Maria gritou mais uma vez de dor, desta vez o paramédico não esperou por uma resposta e correu até a ambulância, voltando com uma maleta cheia de aparatos médicos. Ele pediu para que a levantassem um pouco, cobriu suas pernas com um pano e colocando sua cabeça abaixo do tecido pediu para que ela fizesse força assim que sentisse o próximo movimento. Maria não sabe quanto tempo passou ali, se fora minutos ou horas. No começo até conseguiu ver sua família e os estranhos que se acumulavam ao redor do carro para ver o que acontecia, ainda conseguia conjecturar, mesmo com as dores e ao esforço, se perguntando o porquê daquilo estar acontecendo com ela. Ainda conseguia pensar que não queria que seu bebê viesse ao mundo daquele jeito. Mas em um dado momento, suas forças se esvaíram e ela somente repetia, mecanicamente, o que lhe era pedido, até que finalmente, como em um passe de mágica, não sentiu mais a necessidade de fazer força, deixando-se cair no banco com a cabeça para o lado. O barulho dos estrondos dos fogos explodiu forte em seus ouvidos e suas luzes invadiram o céu escuro da noite. Ela escutou pessoas gritando de felicidade e se cumprimentando. Que coisa mais linda! Pensou enquanto assistia as luzes coloridas explodirem no céu. Parecia que todos estavam comemorando a chegada de seu bebê ao mundo! Maria mal conseguia escutar o choro de sua criança tanto era o alvoroço feito do lado de fora do veículo e foi por este motivo que somente quando o paramédico aconchegou o pequeno pacote quentinho em seu peito e ela conseguiu olhar diretamente nos olhos de sua filha que percebeu do que tudo aquilo se tratava.

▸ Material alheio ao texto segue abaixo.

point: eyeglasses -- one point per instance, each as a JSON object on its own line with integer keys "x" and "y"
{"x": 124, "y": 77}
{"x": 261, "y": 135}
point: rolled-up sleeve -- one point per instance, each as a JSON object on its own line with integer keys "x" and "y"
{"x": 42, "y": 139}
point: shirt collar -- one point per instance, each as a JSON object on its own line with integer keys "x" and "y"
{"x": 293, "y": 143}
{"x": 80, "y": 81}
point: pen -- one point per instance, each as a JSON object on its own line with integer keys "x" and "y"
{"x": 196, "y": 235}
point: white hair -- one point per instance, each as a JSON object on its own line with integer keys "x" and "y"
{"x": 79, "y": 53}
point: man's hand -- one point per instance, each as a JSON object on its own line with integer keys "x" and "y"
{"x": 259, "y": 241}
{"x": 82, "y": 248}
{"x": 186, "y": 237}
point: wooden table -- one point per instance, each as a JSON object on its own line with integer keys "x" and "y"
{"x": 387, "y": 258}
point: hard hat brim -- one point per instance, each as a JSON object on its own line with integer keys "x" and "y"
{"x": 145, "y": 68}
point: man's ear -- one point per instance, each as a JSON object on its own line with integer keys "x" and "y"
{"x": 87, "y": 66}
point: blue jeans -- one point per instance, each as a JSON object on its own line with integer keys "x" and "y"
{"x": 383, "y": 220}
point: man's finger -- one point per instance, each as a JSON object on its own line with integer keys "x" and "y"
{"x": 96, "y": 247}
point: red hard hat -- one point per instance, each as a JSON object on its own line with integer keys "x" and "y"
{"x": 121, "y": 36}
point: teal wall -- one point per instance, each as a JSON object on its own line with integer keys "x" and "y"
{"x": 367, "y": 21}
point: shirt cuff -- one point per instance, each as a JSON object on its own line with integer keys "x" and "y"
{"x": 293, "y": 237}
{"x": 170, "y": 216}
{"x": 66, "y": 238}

– Parece que você e o novo ano nasceram juntos, minha pequena – ela disse sorrindo. – Bem vinda ao mundo! – falou, beijando a testa de seu neném e aconchegando a pequena criança em seu corpo. Mesmo exausta, seu coração se encheu de alegria e esperança. Mas que ironia aquela, o pior dos cenários possíveis para um final de ano acabou se tornando o melhor dos começos.